SVMC Chaplaincy Department Performs Blessing of the Hands on Hospital Floors
News
In her decades-long career at Sierra View Medical Center, Nancy Castaneda found herself more and more drawn to caring for patients not only from a clinical standpoint but also through emotional and spiritual support. After a successful career as a Registered Nurse, she is now the chaplain coordinator at SVMC. When the opportunity arose to walk the hospital floors with Pastor Mike Tremble today to perform a Blessing of the Hands Ceremony, Nancy jumped at the chance. “We encourage one another,” she says, “I am an encourager, that’s my heart.”
The Blessing of the Hands Ceremony at SVMC happened between 10 a.m. and 1 p.m. and served as a way to affirm and empower health care workers by acknowledging their meaningful role in patient care throughout the care continuum. All hospital employees, including nurses, physicians and support staff, were welcome to join. When workers asked to be blessed, Nancy and Mike were there to deliver kind words of encouragement and leave behind a heartfelt pocket-sized reminder that each and every life is valuable and cared for.

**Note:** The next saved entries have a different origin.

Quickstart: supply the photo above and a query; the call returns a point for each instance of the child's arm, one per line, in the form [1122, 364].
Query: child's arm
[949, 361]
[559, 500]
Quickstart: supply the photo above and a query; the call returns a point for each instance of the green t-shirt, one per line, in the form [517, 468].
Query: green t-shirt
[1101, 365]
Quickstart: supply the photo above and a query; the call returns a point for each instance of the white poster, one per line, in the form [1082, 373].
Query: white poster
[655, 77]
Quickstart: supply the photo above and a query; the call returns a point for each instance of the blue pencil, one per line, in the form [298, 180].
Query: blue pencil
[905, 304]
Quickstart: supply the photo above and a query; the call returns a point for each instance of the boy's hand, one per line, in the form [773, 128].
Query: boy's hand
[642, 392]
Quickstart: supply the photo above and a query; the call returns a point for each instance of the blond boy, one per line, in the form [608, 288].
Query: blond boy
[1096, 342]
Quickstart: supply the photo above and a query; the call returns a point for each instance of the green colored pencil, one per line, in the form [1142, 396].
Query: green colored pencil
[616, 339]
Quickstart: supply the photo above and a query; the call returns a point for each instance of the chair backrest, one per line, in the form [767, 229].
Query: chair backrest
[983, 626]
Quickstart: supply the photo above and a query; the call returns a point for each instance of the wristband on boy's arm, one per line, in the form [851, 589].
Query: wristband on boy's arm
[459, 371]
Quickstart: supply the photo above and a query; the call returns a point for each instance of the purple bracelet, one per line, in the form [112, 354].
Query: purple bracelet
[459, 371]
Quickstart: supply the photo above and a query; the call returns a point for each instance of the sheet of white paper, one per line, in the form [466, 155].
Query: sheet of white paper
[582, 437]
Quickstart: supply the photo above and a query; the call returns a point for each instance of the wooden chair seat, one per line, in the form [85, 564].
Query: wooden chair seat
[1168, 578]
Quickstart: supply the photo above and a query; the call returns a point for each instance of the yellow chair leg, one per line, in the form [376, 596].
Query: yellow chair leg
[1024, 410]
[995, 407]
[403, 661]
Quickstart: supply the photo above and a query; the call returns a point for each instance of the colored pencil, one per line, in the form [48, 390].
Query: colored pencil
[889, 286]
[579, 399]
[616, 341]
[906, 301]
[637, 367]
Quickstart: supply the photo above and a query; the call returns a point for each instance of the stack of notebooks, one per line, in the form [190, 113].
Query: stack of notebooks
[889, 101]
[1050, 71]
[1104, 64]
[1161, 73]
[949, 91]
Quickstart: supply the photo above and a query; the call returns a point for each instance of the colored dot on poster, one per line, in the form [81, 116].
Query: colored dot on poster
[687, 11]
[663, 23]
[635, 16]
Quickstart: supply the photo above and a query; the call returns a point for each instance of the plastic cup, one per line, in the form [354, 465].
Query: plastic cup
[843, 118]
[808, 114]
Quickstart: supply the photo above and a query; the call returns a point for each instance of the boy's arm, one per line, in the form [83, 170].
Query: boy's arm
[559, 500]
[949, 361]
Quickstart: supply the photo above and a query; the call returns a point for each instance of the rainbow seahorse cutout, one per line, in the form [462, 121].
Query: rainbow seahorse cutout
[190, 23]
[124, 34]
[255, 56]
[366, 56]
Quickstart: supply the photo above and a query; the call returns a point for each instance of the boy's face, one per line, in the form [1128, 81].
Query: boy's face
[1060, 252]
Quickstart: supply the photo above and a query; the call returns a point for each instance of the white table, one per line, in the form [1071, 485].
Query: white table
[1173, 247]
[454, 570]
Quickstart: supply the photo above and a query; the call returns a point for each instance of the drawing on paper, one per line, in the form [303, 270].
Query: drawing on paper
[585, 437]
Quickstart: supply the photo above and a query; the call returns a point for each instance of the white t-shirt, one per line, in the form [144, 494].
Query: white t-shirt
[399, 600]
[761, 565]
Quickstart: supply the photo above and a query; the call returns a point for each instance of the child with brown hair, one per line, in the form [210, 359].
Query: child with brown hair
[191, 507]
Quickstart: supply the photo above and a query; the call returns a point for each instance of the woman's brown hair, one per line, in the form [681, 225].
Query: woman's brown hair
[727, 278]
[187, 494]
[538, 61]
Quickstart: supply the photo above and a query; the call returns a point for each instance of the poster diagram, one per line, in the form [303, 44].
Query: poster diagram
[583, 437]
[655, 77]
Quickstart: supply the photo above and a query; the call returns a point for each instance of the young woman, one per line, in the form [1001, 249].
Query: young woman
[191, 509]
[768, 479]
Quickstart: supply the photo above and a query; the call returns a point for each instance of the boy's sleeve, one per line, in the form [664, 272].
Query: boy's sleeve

Floor after floor, employees from nursing and support departments welcomed Mike and Nancy with open arms. The ICU department was no exception. Busy nurses stopped to request that Mike or Nancy bless their healing hands. For Brandy Irwin, Director of Acute Care & Nursing Excellence and Med/Surg, the visit, she says, “was the kind of gesture, that helps us reflect and remember that we’re not in control of everything. We have higher beings that are helping us out. We just have to trust that we have the right knowledge, the right strength, the right capabilities to help the healing.”
For Nancy, despite no longer being at the bedside, the frustration and anxiety she sees on the hospital floors are things she identifies with as a former caregiver. But so is the extraordinary commitment to caring for others and providing healing. She and Pastor Mike encourage employees and the community to keep hope alive. “Hope that while there may not be a radical turnaround, maybe it’s the light at the end of the tunnel that we can see,” says Pastor Mike. “What we need to remember is that a lot of our ministry in life is easier. But it’s times like these where this is what we’re here for.”
The SVMC Chaplaincy team continues offering patients spiritual support and strives to heal the caring hands that are doing the best they can during this pandemic.